INC: But the critical challenge was the time needed to raise the slower-growing wild pigs. That was the main reason Magruder was hybridizing them with domestic breeds...Because it was impossible to compete on price with factory farms, he and Scharffenberger needed to emphasize the superior flavor, romantic origins, and old-fashioned livestock-raising techniques of their product.
Mangalitsa and Iberico are successfully produced on "factory farms". They are cheaper (per pound of pork) and taste better than pigs like Scharffenberger's - explaining why the Hungarians and Spanish bred them into existence, from the half-wild pigs that Scharffenberger favors.

INC: "My plan, just like the early days of the chocolate business, is to approve a production model," he said. "And then to see what would happen with a very limited commercialization...The acorns, the historic Spanish breed, the traditional curing: He knew that a good story would get customers (and people like me) interested. But if he wanted to keep them coming back, he would have to concoct a product that was reliable, affordable, and -- most important of all -- delicious.
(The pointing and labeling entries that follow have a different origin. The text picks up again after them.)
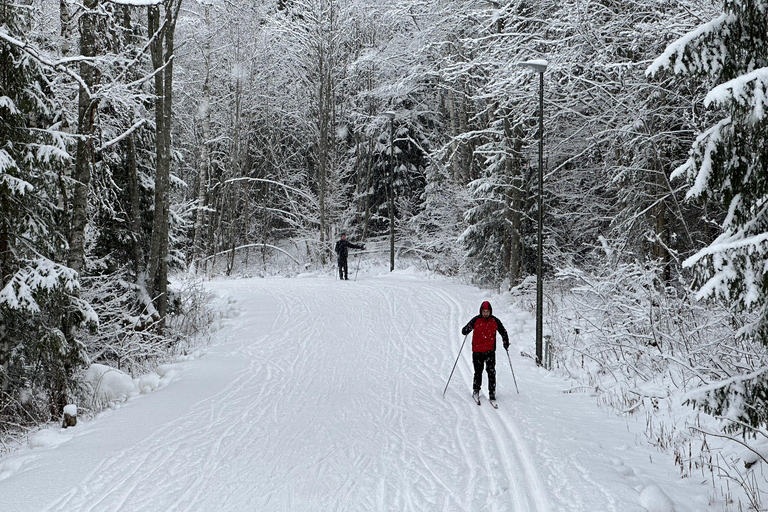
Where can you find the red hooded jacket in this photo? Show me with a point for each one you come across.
(484, 336)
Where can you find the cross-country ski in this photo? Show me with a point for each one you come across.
(316, 394)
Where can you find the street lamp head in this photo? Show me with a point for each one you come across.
(538, 65)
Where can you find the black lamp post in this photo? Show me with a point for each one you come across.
(391, 116)
(539, 66)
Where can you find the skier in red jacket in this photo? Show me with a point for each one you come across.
(485, 326)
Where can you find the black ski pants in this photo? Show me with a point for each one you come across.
(343, 269)
(487, 360)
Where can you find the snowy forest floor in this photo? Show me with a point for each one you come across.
(320, 394)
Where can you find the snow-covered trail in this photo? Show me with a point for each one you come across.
(327, 395)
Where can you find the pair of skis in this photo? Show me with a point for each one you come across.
(492, 402)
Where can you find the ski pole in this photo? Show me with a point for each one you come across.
(454, 364)
(513, 370)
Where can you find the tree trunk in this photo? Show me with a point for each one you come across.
(85, 122)
(202, 181)
(161, 50)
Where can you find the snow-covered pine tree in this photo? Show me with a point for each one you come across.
(728, 164)
(39, 301)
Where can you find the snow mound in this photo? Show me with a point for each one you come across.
(109, 384)
(47, 437)
(654, 500)
(148, 383)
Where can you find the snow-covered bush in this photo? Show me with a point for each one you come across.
(646, 347)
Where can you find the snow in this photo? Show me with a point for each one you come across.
(677, 48)
(319, 394)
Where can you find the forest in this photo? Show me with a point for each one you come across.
(146, 143)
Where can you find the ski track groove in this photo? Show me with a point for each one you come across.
(380, 448)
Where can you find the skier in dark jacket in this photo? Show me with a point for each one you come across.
(485, 326)
(342, 249)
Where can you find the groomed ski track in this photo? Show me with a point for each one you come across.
(323, 395)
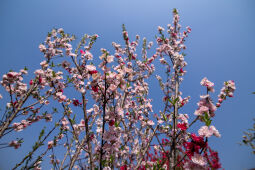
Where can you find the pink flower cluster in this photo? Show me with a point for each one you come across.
(226, 91)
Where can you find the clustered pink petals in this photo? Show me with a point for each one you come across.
(205, 82)
(226, 91)
(205, 105)
(206, 131)
(118, 129)
(15, 144)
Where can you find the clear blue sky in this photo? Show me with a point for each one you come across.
(220, 47)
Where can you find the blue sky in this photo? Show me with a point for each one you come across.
(220, 47)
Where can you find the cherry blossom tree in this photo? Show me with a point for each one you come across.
(101, 114)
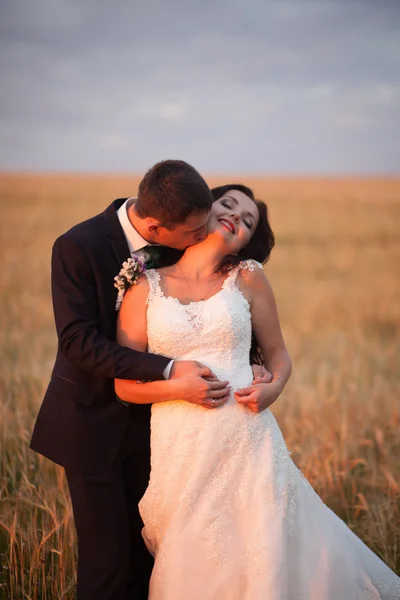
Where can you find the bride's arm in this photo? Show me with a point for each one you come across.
(265, 322)
(132, 333)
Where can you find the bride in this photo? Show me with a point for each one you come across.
(227, 514)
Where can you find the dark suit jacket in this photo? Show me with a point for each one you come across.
(81, 423)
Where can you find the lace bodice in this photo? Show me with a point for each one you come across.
(216, 331)
(227, 514)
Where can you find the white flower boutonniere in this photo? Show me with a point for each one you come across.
(128, 276)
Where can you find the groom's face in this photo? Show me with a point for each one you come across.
(190, 232)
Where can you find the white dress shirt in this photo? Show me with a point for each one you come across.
(137, 245)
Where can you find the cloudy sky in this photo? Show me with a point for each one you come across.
(265, 86)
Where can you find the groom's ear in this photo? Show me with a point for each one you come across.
(153, 226)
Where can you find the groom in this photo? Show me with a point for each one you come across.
(104, 445)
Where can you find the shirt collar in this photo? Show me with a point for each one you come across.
(135, 241)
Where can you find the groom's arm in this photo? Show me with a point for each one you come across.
(76, 315)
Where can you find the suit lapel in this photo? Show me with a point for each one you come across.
(115, 233)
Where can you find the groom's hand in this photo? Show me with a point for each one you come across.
(260, 374)
(260, 396)
(199, 385)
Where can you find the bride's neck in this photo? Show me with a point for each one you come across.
(201, 260)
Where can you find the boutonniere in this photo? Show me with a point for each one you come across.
(128, 276)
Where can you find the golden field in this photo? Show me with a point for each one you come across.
(335, 271)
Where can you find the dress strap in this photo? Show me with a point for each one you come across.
(153, 278)
(250, 265)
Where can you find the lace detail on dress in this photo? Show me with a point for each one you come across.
(225, 501)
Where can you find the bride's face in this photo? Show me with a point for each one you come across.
(234, 218)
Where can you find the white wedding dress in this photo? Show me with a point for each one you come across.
(227, 514)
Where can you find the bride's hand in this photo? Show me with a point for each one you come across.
(260, 396)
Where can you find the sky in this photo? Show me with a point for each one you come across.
(249, 86)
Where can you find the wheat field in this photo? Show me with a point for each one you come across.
(335, 272)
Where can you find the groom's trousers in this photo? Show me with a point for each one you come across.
(113, 562)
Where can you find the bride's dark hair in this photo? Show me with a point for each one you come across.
(262, 241)
(259, 248)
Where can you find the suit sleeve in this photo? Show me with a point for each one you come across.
(75, 307)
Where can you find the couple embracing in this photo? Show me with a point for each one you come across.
(223, 513)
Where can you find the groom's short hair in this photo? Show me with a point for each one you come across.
(171, 191)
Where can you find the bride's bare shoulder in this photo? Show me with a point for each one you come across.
(252, 279)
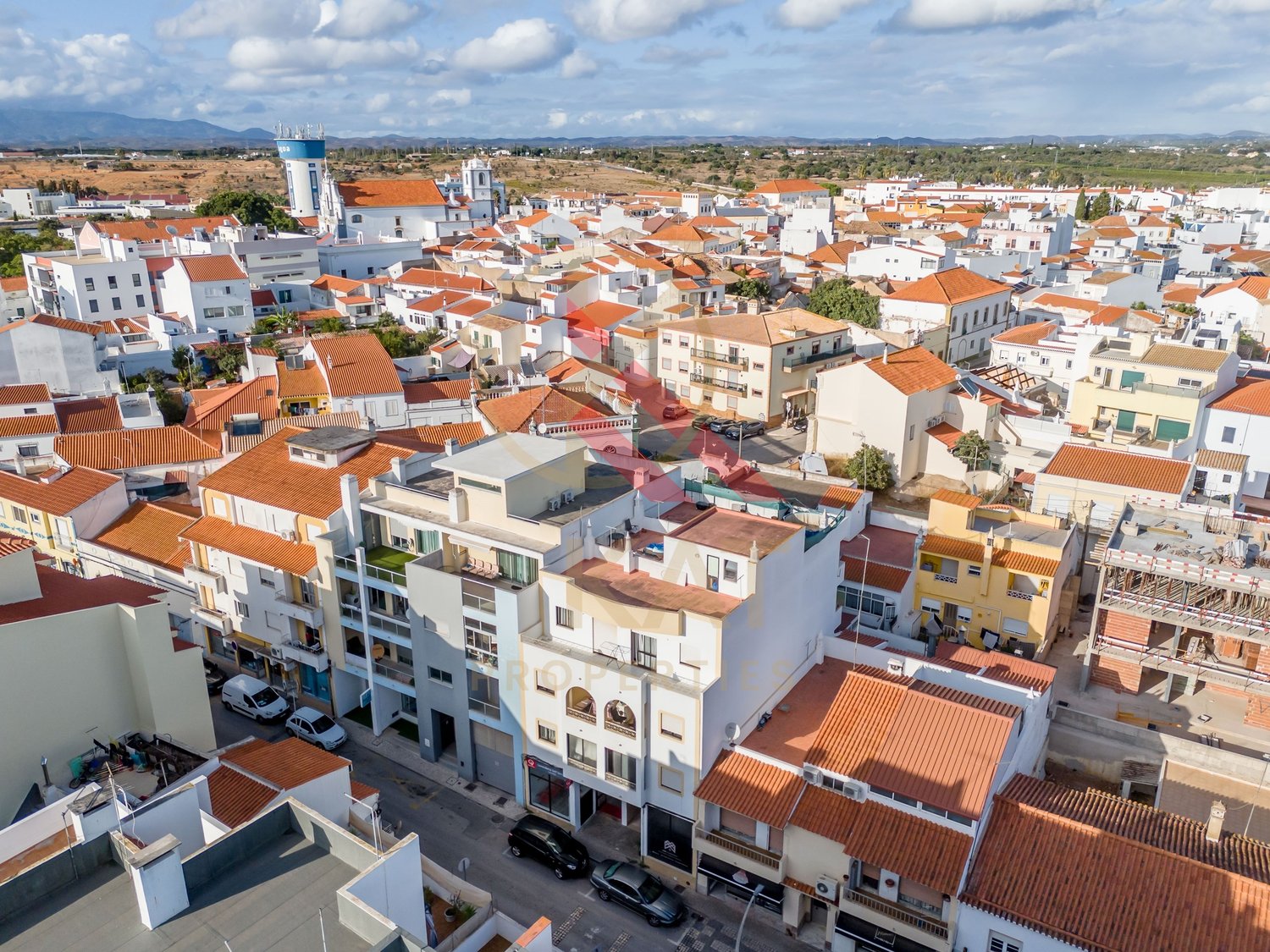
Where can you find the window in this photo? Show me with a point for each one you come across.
(672, 725)
(544, 682)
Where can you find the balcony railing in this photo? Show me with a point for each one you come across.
(719, 383)
(715, 357)
(897, 911)
(764, 857)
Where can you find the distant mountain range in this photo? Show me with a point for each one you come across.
(40, 129)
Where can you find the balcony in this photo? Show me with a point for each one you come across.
(716, 358)
(764, 858)
(898, 911)
(724, 385)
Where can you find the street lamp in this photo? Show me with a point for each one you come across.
(741, 878)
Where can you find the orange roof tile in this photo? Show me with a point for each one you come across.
(235, 796)
(390, 193)
(268, 475)
(286, 763)
(1115, 467)
(254, 545)
(912, 371)
(61, 495)
(950, 287)
(751, 787)
(17, 393)
(126, 449)
(152, 531)
(89, 415)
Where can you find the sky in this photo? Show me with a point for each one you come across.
(629, 68)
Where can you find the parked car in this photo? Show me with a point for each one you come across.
(312, 725)
(639, 890)
(253, 697)
(543, 840)
(216, 678)
(744, 429)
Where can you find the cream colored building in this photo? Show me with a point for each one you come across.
(749, 365)
(86, 659)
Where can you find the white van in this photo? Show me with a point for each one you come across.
(254, 698)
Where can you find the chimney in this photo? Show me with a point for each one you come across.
(1216, 817)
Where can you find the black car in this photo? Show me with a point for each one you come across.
(639, 890)
(545, 842)
(216, 678)
(744, 429)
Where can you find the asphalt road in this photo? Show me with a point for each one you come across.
(451, 827)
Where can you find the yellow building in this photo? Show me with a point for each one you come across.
(992, 574)
(1148, 393)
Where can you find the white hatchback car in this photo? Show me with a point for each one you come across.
(317, 728)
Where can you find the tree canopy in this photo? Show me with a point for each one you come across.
(249, 207)
(842, 301)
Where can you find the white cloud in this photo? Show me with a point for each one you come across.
(520, 46)
(812, 14)
(578, 63)
(615, 20)
(936, 15)
(447, 98)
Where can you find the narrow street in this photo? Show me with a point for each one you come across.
(451, 827)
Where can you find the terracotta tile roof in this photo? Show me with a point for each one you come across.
(889, 578)
(1026, 333)
(286, 764)
(235, 796)
(17, 393)
(914, 371)
(548, 404)
(89, 415)
(126, 449)
(356, 365)
(152, 532)
(1033, 867)
(881, 835)
(37, 426)
(390, 193)
(1250, 395)
(268, 475)
(254, 545)
(959, 548)
(752, 787)
(950, 287)
(934, 744)
(998, 665)
(428, 391)
(200, 268)
(1114, 467)
(61, 495)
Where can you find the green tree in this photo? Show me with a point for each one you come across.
(842, 301)
(249, 207)
(752, 287)
(869, 467)
(972, 449)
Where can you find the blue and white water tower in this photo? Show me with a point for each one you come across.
(302, 150)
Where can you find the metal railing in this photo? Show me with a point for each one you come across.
(896, 911)
(715, 357)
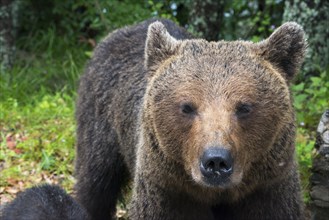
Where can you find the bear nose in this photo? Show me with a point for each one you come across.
(216, 165)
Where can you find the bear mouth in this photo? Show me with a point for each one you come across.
(216, 176)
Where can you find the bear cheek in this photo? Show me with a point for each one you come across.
(172, 133)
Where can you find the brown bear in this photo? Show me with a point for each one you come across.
(205, 129)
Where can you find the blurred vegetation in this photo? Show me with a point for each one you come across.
(55, 38)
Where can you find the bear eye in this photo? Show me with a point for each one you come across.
(243, 110)
(188, 108)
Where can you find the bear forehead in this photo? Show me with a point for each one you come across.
(199, 47)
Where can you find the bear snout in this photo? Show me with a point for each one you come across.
(216, 165)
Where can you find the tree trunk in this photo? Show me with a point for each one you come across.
(320, 172)
(7, 33)
(314, 17)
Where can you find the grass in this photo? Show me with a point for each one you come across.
(37, 125)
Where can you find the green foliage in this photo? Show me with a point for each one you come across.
(38, 136)
(311, 99)
(313, 16)
(55, 39)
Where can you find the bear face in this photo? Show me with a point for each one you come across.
(219, 108)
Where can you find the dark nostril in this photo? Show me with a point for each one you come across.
(217, 162)
(223, 166)
(210, 166)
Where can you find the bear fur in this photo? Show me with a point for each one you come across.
(154, 104)
(153, 100)
(43, 202)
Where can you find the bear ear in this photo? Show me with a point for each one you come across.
(160, 45)
(285, 49)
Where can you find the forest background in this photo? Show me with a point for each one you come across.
(45, 44)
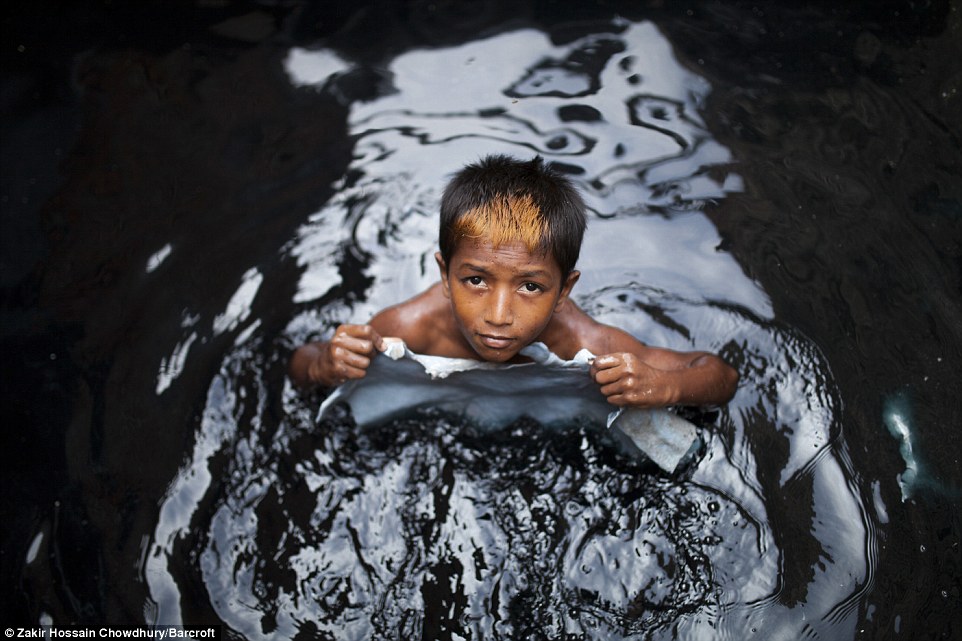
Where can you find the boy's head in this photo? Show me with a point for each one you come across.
(502, 200)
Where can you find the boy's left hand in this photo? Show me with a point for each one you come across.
(625, 379)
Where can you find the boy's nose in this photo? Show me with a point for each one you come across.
(498, 312)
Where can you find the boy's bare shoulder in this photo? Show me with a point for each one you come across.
(574, 329)
(415, 320)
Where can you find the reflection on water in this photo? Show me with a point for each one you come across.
(429, 528)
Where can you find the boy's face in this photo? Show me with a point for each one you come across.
(502, 297)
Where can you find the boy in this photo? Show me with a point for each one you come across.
(510, 235)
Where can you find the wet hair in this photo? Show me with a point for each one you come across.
(502, 199)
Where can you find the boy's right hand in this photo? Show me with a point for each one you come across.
(346, 356)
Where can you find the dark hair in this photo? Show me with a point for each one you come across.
(502, 182)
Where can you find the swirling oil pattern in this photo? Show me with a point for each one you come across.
(429, 528)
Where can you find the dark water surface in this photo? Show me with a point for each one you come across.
(189, 193)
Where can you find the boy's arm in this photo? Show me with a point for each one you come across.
(348, 353)
(327, 363)
(632, 373)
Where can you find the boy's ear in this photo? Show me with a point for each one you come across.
(566, 289)
(445, 287)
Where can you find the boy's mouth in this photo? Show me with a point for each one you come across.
(495, 342)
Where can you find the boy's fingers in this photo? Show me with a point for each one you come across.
(605, 362)
(354, 344)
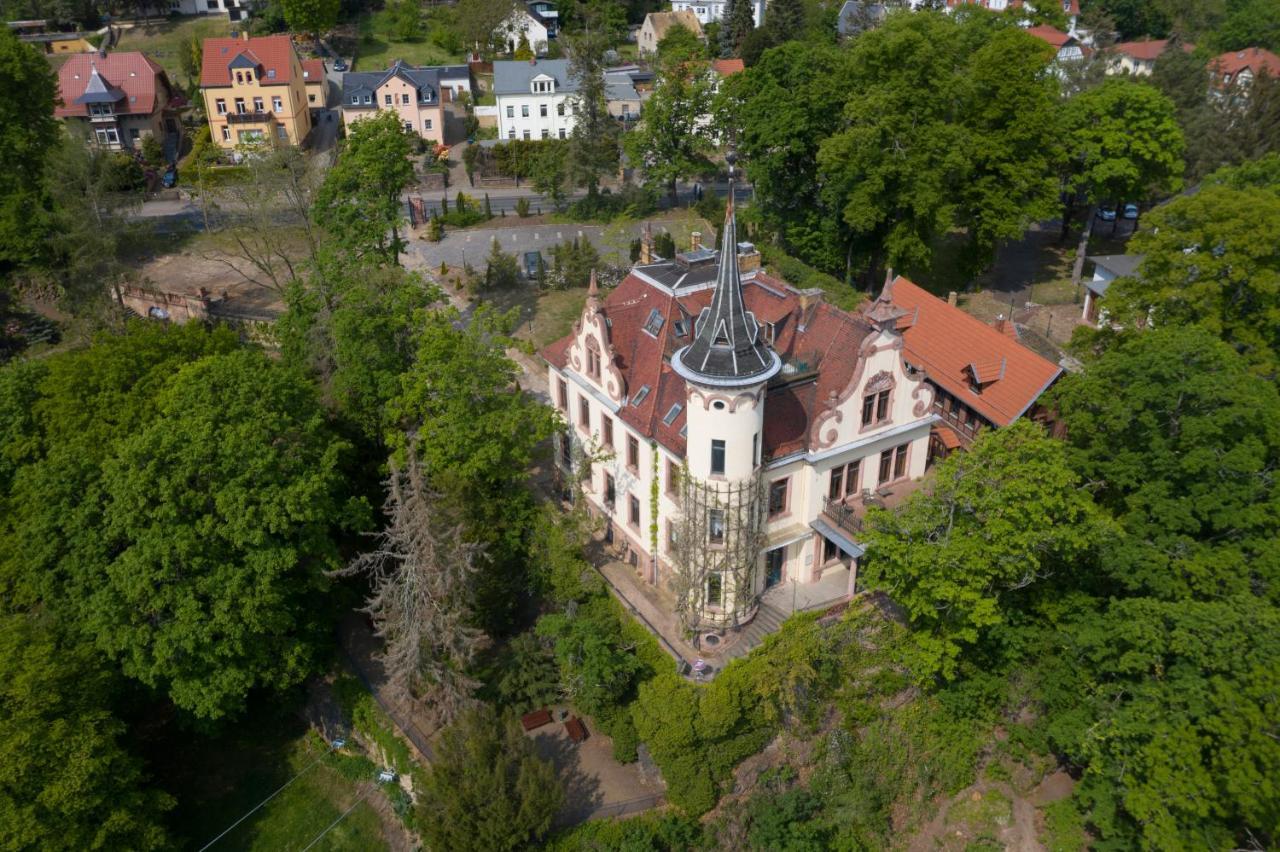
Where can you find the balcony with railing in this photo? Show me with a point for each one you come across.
(250, 118)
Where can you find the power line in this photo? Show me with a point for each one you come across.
(337, 743)
(337, 820)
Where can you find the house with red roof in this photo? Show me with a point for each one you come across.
(1237, 69)
(255, 90)
(117, 100)
(1138, 58)
(734, 430)
(982, 375)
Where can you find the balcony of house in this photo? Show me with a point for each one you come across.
(250, 118)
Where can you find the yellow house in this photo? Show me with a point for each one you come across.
(254, 91)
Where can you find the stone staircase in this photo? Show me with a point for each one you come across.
(768, 619)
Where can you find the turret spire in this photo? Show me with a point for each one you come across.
(727, 348)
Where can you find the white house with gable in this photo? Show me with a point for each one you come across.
(536, 99)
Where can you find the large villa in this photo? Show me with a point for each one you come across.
(734, 430)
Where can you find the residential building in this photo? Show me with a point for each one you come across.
(982, 375)
(1238, 68)
(1138, 58)
(658, 23)
(315, 83)
(414, 94)
(536, 99)
(254, 91)
(734, 429)
(530, 24)
(709, 10)
(1106, 269)
(117, 100)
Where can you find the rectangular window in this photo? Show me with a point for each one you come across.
(714, 590)
(778, 497)
(716, 526)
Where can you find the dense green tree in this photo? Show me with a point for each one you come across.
(65, 781)
(27, 132)
(996, 520)
(1179, 440)
(1124, 142)
(1183, 745)
(353, 328)
(360, 202)
(219, 517)
(487, 788)
(1211, 259)
(315, 17)
(594, 141)
(673, 140)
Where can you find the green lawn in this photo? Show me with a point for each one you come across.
(218, 779)
(378, 50)
(163, 40)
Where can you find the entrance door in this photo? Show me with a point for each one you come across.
(773, 567)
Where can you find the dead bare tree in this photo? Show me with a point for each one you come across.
(423, 575)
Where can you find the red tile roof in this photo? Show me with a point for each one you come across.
(954, 348)
(727, 67)
(1147, 50)
(312, 71)
(1256, 59)
(270, 53)
(823, 356)
(136, 74)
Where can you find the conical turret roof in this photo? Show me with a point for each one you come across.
(727, 348)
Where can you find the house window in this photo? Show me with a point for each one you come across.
(778, 497)
(716, 526)
(876, 407)
(714, 590)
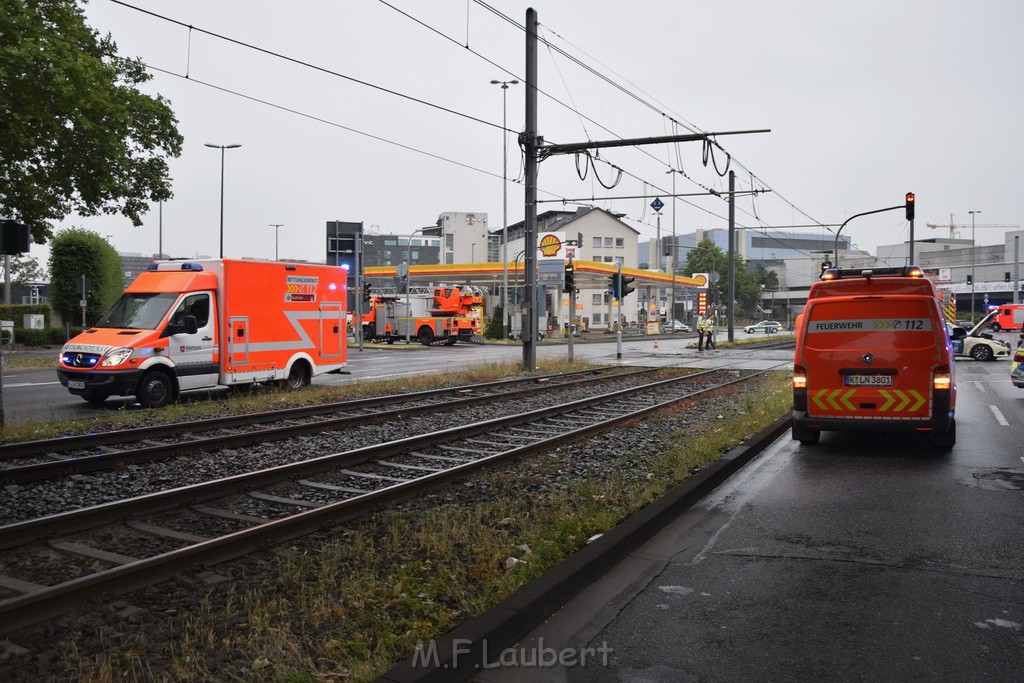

Spanish producers have already constructed a production system that producers 2 million head of super-premium lard-type hogs a year. Scharffenberger seems to want to produce products like them, but he's using very different methods. The European lard-type sector is a mature industry with economies of scale that produces excellent food efficiently. I expect that if Scharffenberger continues working with pigs, he'll move closer and closer to that proven system.